I am using Tune for hyperparameter optimization for Pytorch Lightning (not using Ray Lightning). I have 8 GPUs and I am assigning 1 of them to each trial. As a result, at the end of the experiment, when I have less than 8 trials left, some GPUs remain idle. I would like the idle resources reallocated to the remaining trials. Is there a way to automatically make sure all resources are used at all times? It’s worth noting that my lightning trainer has accelerator=“auto”. Thank you!

Hey @Mike1, yes this is possible with the ResourceChangingScheduler API: Trial Schedulers (tune.schedulers) — Ray 2.2.0. This allows resources to be re-allocated during the run of the experiment and solves the exact issue that you are describing!
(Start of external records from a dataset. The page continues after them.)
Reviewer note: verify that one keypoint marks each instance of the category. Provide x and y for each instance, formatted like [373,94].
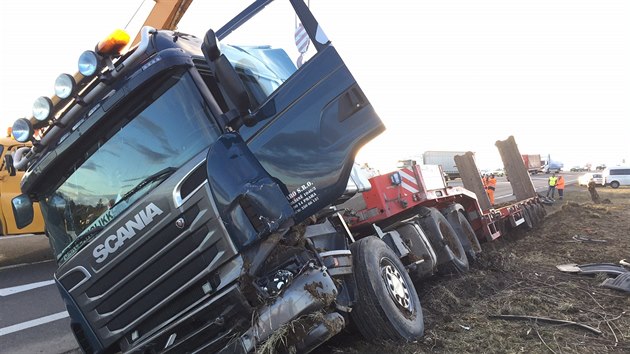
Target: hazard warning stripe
[408,182]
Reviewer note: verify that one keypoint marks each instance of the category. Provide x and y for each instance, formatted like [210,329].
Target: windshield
[131,159]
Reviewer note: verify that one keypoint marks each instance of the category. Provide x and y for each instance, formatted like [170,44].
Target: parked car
[598,178]
[617,176]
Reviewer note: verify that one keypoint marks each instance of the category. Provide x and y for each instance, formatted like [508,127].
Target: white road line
[24,264]
[33,323]
[18,236]
[25,287]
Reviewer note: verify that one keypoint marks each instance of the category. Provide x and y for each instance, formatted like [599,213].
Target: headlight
[88,63]
[64,86]
[42,108]
[22,130]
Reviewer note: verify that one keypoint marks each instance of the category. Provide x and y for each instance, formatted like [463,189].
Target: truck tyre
[528,224]
[387,306]
[466,234]
[451,255]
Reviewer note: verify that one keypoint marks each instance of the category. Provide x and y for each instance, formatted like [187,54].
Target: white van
[617,176]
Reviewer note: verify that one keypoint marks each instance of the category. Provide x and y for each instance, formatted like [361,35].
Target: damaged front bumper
[227,324]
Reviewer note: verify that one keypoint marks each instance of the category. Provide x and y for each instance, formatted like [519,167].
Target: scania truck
[197,194]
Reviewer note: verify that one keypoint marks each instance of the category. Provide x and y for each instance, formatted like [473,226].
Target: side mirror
[8,162]
[22,210]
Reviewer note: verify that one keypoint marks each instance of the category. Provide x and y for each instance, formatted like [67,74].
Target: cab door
[9,189]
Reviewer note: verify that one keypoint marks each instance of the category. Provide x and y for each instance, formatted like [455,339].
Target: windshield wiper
[79,242]
[158,176]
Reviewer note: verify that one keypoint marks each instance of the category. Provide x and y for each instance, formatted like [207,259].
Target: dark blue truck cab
[186,187]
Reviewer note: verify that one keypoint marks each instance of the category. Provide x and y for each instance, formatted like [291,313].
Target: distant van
[617,176]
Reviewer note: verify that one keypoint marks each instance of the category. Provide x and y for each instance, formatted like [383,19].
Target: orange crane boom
[166,14]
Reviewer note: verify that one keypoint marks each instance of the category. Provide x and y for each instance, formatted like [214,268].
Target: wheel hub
[396,286]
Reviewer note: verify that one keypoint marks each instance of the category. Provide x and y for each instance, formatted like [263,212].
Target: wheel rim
[396,285]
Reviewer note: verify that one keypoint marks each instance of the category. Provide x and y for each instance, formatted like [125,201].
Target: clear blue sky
[443,75]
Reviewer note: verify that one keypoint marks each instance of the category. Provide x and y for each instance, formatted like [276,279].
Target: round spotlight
[42,108]
[64,86]
[88,63]
[22,130]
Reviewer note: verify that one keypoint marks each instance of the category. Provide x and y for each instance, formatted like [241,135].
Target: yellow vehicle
[10,177]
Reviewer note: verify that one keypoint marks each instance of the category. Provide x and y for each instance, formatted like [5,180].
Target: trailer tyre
[451,255]
[387,307]
[466,234]
[533,214]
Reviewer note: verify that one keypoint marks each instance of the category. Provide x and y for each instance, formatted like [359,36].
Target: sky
[443,75]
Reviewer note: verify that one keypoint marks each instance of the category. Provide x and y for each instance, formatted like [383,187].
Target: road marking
[26,287]
[33,323]
[18,236]
[24,264]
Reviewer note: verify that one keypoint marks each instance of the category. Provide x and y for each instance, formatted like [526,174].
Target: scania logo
[113,242]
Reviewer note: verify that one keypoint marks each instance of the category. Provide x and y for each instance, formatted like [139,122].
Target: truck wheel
[387,306]
[466,234]
[528,224]
[451,255]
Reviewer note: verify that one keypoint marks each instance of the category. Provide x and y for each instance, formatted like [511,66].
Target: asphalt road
[503,193]
[33,318]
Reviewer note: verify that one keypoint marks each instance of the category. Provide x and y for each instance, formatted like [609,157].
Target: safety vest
[492,183]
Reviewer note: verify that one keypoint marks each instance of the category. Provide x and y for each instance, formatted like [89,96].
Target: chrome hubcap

There is an example using this with XGBoost here: XGBoost Dynamic Resources Example — Ray 2.2.0, but the same idea can be applied to PyTorch Lightning.

This is still experimental though, so please let us know if you run into any issues!

1 Like

Thank you for the answer. I tried it and unfortunately, this small modification tends to produce many errors (about 70% of the trials end in error, and the types of errors are inconsistent). I then tried a different solution: run the trials analogically- giving all the resources to one trial, one at a time. However, I found out that assigning more than 1 gpu to a trial (via resources_per_trial in tune.with_resources) makes the trial not run at all: Tune reports the trial as running, but nothing happens- not a single iteration is run, and tune is stuck in an infinite loop. Any advice about how to make that work? Thank you!

Hey @Mike1, would you be able to share what your code looks like, as well as what is being printed out to stdout and the errors that you are seeing?